I woke up this morning with the image of Dominic Smith in my head. His voice choking back tears and the pure pain in his eyes. I thought about how I know I’ll never be able to fully understand what it feels like to be black in America, but I know I can understand his emotions. I know that I can put myself in a situation to succumb to his hurt and allow myself to connect to his heart. I know I can listen to him and learn from him.
Athletes are forced to be in the public at all times. Their internal struggles, family issues, and personal loss they deal with are put on the backburner. That is the job. But that job becomes hard to do when the one overwhelming feeling you have is that people do not care about your life. They do not care if you live or die, they do not care if you survive confrontation, and they do not care that your entire identity is traced directly to the color of your skin. How can we expect athletes of color to be perfect on the field when we have not been even remotely close to perfect for them in life? How can we as American people represent such divisiveness, little to no empathy, deny systemic issues of race in this country, while expecting black athletes to entertain us? How can we expect them to be an outlet for our entertainment when we have failed and so drastically ignored them?
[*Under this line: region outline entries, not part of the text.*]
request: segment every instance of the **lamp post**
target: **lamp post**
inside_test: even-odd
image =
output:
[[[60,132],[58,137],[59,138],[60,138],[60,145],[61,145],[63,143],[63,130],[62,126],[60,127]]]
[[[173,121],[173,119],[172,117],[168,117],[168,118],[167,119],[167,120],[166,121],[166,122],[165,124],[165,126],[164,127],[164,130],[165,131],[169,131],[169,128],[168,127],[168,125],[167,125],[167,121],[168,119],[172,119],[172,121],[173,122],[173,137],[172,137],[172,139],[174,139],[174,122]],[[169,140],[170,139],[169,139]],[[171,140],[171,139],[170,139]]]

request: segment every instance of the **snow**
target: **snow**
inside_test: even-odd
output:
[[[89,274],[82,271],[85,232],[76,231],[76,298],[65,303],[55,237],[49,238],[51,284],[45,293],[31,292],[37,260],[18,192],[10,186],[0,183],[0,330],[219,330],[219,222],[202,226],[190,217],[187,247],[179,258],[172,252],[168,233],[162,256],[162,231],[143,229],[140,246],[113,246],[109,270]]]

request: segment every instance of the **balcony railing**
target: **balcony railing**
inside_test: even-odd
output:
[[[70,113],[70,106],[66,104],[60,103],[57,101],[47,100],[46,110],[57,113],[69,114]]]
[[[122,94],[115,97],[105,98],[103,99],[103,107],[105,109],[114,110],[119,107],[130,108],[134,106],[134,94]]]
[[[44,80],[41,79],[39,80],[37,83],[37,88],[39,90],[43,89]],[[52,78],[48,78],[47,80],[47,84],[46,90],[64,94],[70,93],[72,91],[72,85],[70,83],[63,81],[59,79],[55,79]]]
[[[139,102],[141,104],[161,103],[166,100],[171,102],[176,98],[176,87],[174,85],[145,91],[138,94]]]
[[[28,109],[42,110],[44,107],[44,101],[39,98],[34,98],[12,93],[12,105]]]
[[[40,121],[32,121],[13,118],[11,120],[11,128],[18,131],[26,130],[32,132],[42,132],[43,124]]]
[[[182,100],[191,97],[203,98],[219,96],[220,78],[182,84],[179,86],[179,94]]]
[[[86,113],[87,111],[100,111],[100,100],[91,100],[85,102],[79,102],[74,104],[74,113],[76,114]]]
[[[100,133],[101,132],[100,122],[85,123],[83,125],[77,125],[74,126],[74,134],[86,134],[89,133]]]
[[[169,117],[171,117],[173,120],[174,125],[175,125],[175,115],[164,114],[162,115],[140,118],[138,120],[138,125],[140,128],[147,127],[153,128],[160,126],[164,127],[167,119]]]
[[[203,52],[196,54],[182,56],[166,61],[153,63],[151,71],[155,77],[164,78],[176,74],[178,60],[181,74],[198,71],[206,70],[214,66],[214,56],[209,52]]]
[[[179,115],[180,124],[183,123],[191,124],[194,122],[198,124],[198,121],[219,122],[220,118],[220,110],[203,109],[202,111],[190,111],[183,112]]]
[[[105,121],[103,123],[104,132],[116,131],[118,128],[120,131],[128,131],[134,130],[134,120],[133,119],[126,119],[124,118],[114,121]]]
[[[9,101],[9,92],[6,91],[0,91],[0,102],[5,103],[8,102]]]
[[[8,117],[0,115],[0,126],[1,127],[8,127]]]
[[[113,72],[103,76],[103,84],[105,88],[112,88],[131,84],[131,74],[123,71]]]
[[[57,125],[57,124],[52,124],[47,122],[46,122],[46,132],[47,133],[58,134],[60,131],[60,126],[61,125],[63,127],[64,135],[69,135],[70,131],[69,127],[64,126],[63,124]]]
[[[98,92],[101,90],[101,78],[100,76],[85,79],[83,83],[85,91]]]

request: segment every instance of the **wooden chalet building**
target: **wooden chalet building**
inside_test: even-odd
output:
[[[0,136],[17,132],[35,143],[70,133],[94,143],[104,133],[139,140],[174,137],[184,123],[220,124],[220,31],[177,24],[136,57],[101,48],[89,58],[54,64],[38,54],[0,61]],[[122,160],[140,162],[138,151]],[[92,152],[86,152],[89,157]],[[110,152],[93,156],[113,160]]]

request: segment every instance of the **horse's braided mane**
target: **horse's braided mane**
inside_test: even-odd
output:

I think back to a time where sports were a direct outlet for healing. The September baseball game at Shea Stadium and the homerun that ignited an entire city, an entire country. The first professional sporting event that took place in New York City after September 11th reflected a city in such deep pain, recovering from loss, reeling for any sort of normalcy, even for a moment. Piazza stepped up and put the entire city on his back. He hit a homerun that night for the American people and New Yorkers who were suffering. The cheers that erupted will never be forgotten; the feeling of relief lives inside many of us to this day. The homerun represented the first sign of hope after extensive loss and it represented a country united in one, looking to the same outlet for an escape.
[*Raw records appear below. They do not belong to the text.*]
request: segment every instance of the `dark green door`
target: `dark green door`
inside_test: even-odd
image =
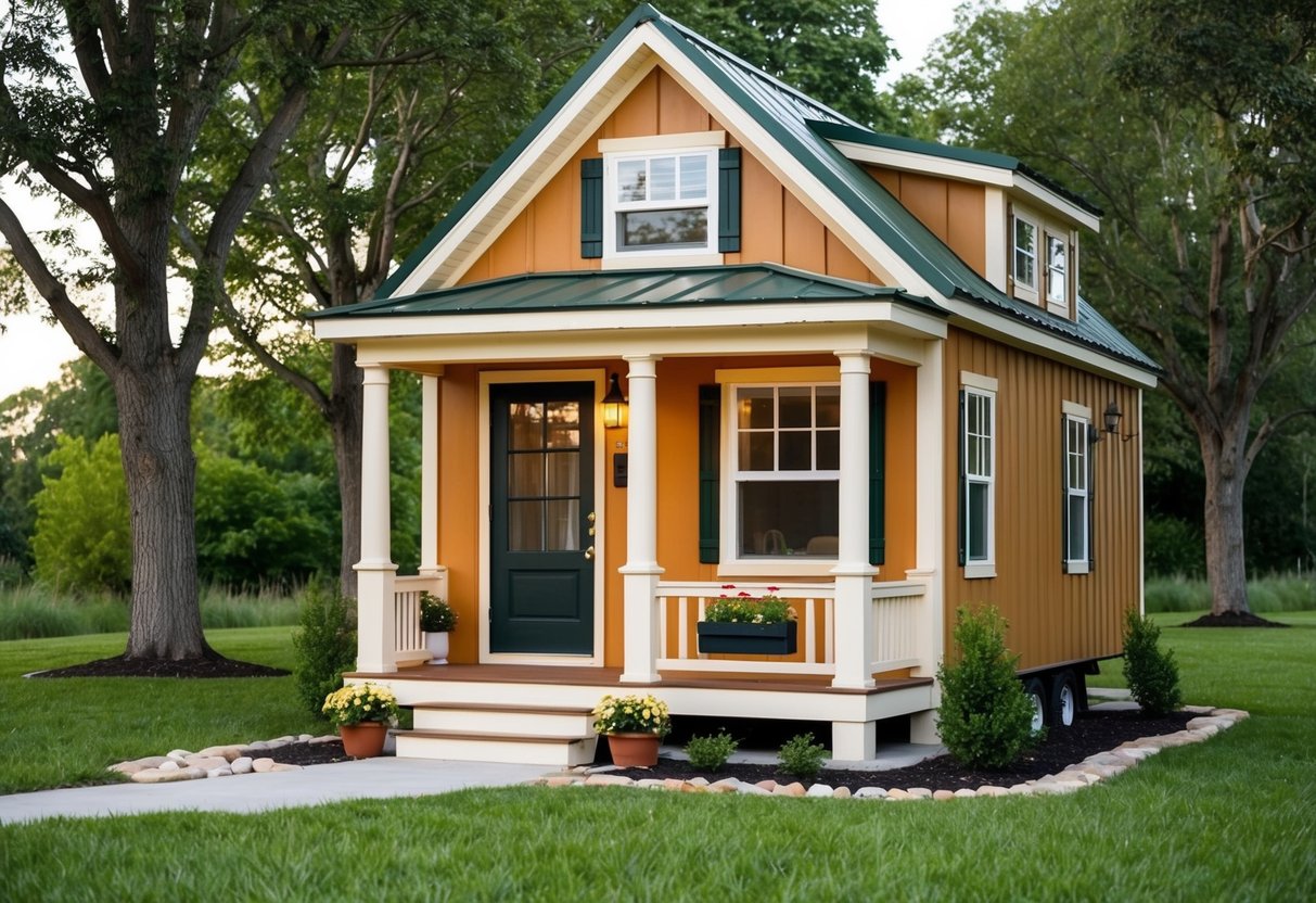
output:
[[[490,652],[594,653],[594,384],[490,387]]]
And even after the horror we endured on that day, it was a time of unity and of common ground struggle. It was the only time I can remember when the entire country came together and healed together. It was the only time where sports were a real outlet for pain and suffering, where their presence could realistically put the struggles of the country behind if only for a few hours a night. We were in agreement – liberals, conservatives, black or white, we were all fighting the same enemy and we all felt just as unsafe.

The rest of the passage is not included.